Immortan Joe le dictateur

Immortan Joe est un dictateur, un vrai, celui du désert. Dans Mad Max Fury Road l'acteur Hugh Keays-Byrne incarne le chef charismatique et totalitaire qui, dans un monde aride est le seul à bénéficier de l'eau courante, d'un potager privé, de lait frais et même... d'une banque de sang. Comble du luxe ; il se réserve les plus belles femmes (vierges évidemment) pour assurer sa descendance. Quant au peuple eh bien il survit à genoux tout en bas de la pyramide. Leur « président » s'impose par la force et fait régner l'ordre grâce à son armée de fanatiques : les War Boys qui s'imaginent déjà marcher au Paradis aux côtés de leur chef. Oui le dictateur est définitivement impitoyable et s'impose par une apparence impeccable. C'est l'occasion pour les belles affiches d'étudier quelques acteurs qui ont eu le courage d'interpréter le «tyran» car c'est tout le paradoxe du personnage : diable personnifié ou simple mortel dépassé par la situation ? Derrière les masques en forme de mâchoire ou l'uniforme de l'armée se cachent souvent des troubles effrayants. Eh bien grâce à dix films incontournables vous en saurez un peu plus sur ces présidents à vie... ou rien.

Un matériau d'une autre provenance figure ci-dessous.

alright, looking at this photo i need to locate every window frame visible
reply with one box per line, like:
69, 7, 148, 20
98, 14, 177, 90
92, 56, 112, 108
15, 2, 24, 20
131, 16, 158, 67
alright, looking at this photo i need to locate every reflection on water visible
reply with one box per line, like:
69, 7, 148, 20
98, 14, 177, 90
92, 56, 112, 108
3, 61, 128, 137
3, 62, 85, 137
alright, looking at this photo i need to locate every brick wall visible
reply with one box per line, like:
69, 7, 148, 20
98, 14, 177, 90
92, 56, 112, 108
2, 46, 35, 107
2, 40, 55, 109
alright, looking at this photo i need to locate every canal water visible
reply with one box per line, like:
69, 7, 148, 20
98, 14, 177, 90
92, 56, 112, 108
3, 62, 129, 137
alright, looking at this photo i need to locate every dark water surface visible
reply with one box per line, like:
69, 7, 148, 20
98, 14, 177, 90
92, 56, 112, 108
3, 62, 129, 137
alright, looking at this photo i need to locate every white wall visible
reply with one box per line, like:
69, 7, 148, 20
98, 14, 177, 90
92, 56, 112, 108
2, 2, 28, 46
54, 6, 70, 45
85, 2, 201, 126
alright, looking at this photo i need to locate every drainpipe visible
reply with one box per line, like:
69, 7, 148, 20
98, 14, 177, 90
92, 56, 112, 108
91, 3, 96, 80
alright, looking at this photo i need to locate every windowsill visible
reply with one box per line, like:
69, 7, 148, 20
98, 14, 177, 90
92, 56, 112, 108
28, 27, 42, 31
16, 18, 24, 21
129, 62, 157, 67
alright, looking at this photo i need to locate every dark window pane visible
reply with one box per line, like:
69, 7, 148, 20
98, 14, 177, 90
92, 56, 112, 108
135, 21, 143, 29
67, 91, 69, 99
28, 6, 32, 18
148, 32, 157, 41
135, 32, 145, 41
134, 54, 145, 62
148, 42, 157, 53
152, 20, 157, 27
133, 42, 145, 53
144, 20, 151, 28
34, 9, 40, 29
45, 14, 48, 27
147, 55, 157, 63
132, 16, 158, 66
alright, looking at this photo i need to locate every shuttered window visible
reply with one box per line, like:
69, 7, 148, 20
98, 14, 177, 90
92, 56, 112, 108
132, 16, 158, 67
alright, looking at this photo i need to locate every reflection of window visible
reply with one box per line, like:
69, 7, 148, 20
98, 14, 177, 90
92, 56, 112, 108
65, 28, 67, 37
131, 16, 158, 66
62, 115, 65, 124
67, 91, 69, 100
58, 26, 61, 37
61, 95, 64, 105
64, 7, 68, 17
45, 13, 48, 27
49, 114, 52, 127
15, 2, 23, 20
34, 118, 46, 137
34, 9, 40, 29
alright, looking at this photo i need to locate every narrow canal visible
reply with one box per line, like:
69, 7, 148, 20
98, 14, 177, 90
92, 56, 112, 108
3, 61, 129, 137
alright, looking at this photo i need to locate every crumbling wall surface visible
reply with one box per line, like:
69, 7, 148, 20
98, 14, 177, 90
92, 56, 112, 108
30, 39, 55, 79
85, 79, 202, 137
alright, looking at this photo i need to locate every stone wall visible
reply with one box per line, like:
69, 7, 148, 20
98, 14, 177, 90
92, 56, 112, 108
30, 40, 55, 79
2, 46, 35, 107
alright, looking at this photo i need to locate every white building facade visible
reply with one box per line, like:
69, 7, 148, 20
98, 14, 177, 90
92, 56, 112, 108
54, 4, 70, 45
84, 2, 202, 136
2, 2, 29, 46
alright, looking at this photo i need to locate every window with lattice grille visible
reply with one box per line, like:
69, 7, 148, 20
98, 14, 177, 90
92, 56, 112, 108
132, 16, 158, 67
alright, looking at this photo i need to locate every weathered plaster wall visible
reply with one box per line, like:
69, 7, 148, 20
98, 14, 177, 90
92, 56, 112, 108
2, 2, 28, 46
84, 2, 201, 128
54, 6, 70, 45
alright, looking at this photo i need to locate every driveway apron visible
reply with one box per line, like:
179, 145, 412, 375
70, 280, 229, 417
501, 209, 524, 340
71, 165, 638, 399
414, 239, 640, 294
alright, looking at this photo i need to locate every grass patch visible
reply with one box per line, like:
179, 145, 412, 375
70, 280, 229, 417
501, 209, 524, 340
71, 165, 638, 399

The Great Dictator (Charles Chaplin - 1940)

Charlie Chaplin est Adolf Hitler

On ouvre le placard à DVD avec le classique des classiques. Le cantique des cantiques. Le génie immortel Charlie Chaplin incarne Adenoid Hynkel qui rêve de conquérir le monde avec son logo rouge et noir tandis qu'un pauvre barbier s'échine à fuir les persécutions de son régime. Le grand Charles réalise son chef d'oeuvre en pleine ascension du IIIème Reich et accuse même Hitler d'avoir piquer sa moustache ! Mégalomane, maniaque et exubérant en public, Hynkel devient ridiculement puéril en privé. Chaplin capte parfaitement l'ambivalence du personnage tour à tour pathétique et dangereux. Longévité : Chez Hitler on ne bat pas des records de longévité au pouvoir : dix ans (de trop?) tout de même. Merci les alliés. Style : Livres brûlés, défilés à la symétrie mathématique, industrie de guerre et artillerie lourde mais dans le genre tortures, expériences scientifiques douteuses et persécutions diverses Hitler écrase la concurrence. Difficile de trouver pire mais qui sait, en cherchant bien... Look : C'est du lourd. Casquette militaire vissée jusqu'aux yeux, pardessus cintré noir, médaille, raie plaquée sur le côté et rasé derrière... sans oublier les généraux SS et leurs casquettes surmontées de tête de mort. Les opposants en frissonnent encore dans leur tombe. Fin tragique : Comme la plupart de ses copains, Adolf finit à poil. Un suicide au cyanure avec sa femme plus précisément. Pas terrible.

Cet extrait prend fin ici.